Ma Renzi è fatto così. Una persona che ha venduto fumo e illusioni per tutta la sua carriera politica non può cambiare all’improvviso, riconoscere i propri errori, e meno che mai rivedere le scelte fatte per tentare strade nuove. Uno come lui o lo si prende o lo si lascia. E se è umanamente comprensibile che Renzi non abbia la minima intenzione di farsi da parte, diventa davvero difficile capire i motivi che qualche mese fa hanno spinto il suo partito a decidere a larga maggioranza di tenerselo, e di affondare con lui.
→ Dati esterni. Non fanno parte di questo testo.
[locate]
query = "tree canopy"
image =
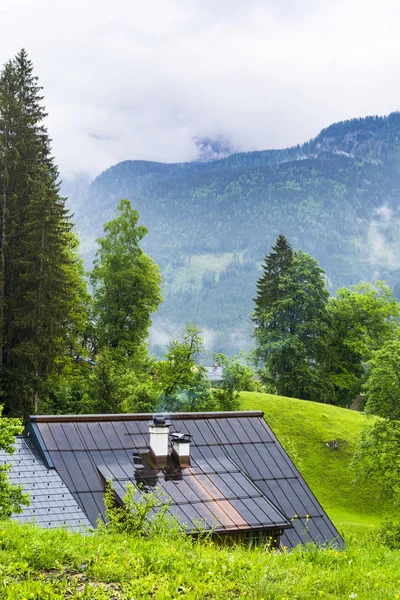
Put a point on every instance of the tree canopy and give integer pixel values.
(43, 300)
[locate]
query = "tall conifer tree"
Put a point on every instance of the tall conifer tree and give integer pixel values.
(290, 316)
(42, 294)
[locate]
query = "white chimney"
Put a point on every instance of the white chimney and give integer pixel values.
(181, 448)
(159, 432)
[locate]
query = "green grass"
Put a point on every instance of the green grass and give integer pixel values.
(304, 428)
(40, 564)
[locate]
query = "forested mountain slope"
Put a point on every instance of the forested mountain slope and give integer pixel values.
(210, 224)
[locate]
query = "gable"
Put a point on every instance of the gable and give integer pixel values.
(240, 477)
(51, 502)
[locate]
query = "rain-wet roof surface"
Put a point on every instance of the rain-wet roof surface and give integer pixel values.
(240, 477)
(51, 502)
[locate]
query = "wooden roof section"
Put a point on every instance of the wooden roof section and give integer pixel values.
(240, 477)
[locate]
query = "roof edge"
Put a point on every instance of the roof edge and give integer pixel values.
(143, 416)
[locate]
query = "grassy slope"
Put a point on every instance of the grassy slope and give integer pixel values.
(37, 564)
(303, 427)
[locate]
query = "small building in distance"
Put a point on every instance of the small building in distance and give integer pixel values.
(225, 470)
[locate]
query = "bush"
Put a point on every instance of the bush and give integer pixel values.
(388, 534)
(134, 516)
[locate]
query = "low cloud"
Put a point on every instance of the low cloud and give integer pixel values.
(138, 80)
(383, 252)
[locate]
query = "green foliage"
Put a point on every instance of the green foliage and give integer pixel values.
(388, 534)
(361, 319)
(43, 299)
(182, 383)
(126, 283)
(289, 316)
(378, 458)
(221, 217)
(305, 430)
(119, 383)
(382, 387)
(11, 496)
(136, 515)
(56, 564)
(236, 377)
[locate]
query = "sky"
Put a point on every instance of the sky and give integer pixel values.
(139, 79)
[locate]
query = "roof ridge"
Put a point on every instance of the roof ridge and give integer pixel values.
(144, 416)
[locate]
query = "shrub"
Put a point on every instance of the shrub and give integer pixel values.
(134, 516)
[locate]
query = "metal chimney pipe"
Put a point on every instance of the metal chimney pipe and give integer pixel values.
(181, 448)
(159, 434)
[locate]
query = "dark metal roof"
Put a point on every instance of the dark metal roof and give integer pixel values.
(51, 502)
(239, 478)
I tentativi di spiegazione non sono mancati. Dall’interno del PD si è detto ad esempio che Renzi, nonostante i molti errori e la cialtroneria di alcuni atteggiamenti, resta la migliore carta che il partito può giocare sul piatto elettorale, perché è portatore di un messaggio riconoscibile di rinnovamento e di innovazione. Questo però non spiega perché il presunto portatore di questo messaggio, quasi certamente consigliato dai suoi esperti di comunicazione, abbia pensato bene di non partecipare all’ ultima campagna elettorale del suo partito, limitando al minimo le apparizioni pubbliche e le dichiarazioni di voto. E perché abbiano fatto le stessa scelta anche molte delle persone a lui più vicine come Maria Elena Boschi.
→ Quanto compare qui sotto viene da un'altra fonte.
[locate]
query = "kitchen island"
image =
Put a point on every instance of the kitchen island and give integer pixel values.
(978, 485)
Altri hanno sottolineato le trasformazioni in corso nel PD, sempre meno partito nel senso tradizionale del termine e sempre più macchina di potere dove le idee contano meno delle cordate e degli accordi sottobanco che determinano le carriere dei singoli. In questo quadro – è stato detto – qualche incidente di percorso è accettabile, ma soltanto fino a quando non viene seriamente rimessa in discussione la centralità del partito nel quadro nazionale e locale. La domanda fondamentale è se il PD renziano abbia raggiunto il punto di non ritorno, o stia per farlo. Ma al momento la maggioranza dell’apparato parrebbe convinta che quel punto non sia ancora stato raggiunto, e sarebbe convinta che la gestione renziana del partito sia ancora in grado di garantire gli equilibri. Chi la pensava diversamente, del resto, se ne è già andato.
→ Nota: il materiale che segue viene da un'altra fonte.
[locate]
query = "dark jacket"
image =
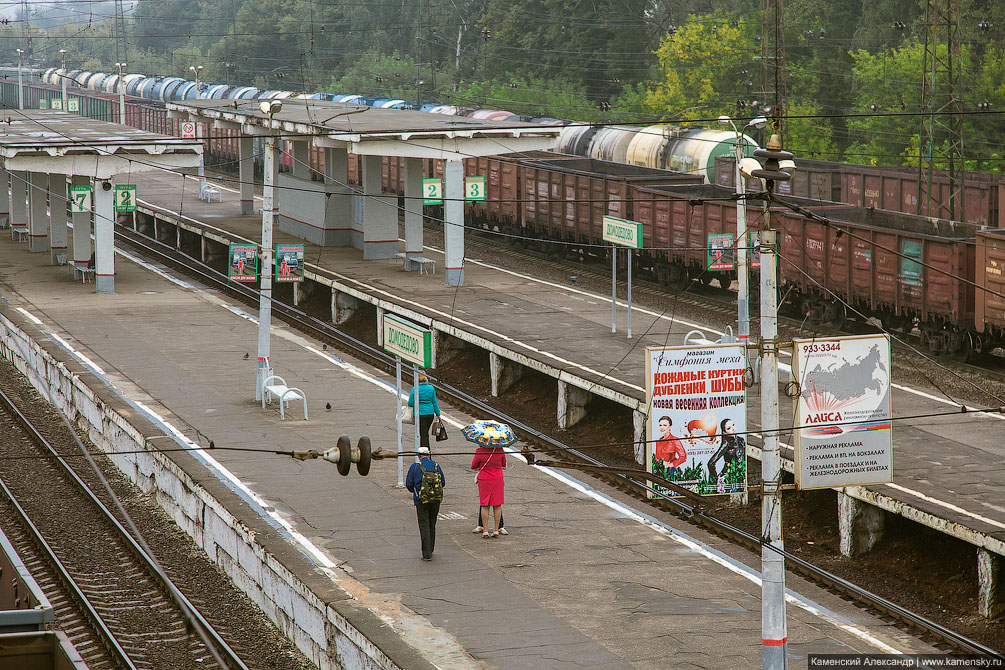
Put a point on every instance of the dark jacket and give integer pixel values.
(414, 479)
Una terza e forse più convincente spiegazione guarda alle scelte politiche di fondo del PD in questi ultimi anni. Non tutte disprezzabili, se pensiamo ad esempio al settore dei diritti civili o alla gestione dell’emergenza migratoria. Ma dal più grande partito del centro sinistra italiano non sono mai venute indicazioni credibili per superare la crisi di sistema in cui si dibatte l’Europa, e le scelte fatte, ad esempio sul sistema pensionistico e il Jobs Act, non hanno mai rimesso seriamente in discussione i principi neoliberisti che ci hanno portato al punto in cui siamo. A pagare il prezzo di queste politiche fallimentari sono soprattutto le giovani generazioni, che devono fare i conti con tassi record di disoccupazione, salari bassissimi e un futuro senza pensioni e con un welfare depotenziato. Dunque non ci si può stupire se tutte le analisi indicano una disaffezione diffusa e uno spostamento in massa delle nuove generazioni verso offerte politiche diverse da quella del PD, considerato come un baluardo del vecchio sistema. Una opinione che alcune recenti decisioni del governo Gentiloni sembrano far di tutto per rafforzare. Come giudicare diversamente il vergognoso salvataggio delle banche venete, regalate dal governo a Intesa San Paolo dopo avere scaricato i costi della loro cattiva gestione sulla collettività?
Il paese ha ampiamente dimostrato di non poterne più di Renzi, dei suoi tweet e delle sue battutine sarcastiche. Sarebbe forse disponibile a dare fiducia a un PD che prendesse le distanze dal suo segretario e scegliesse risolutamente un modo nuovo di fare politica, capace di dare risposte concrete ai problemi del paese reale, così lontano da quello immaginario dei talk show. Ma al momento non sembrano esserci dentro il partito persone in grado di guidare la trasformazione. E i contrasti che agitano il variegato universo della sinistra non PD non promettono nulla di buono. Questa, però, è un’altra storia.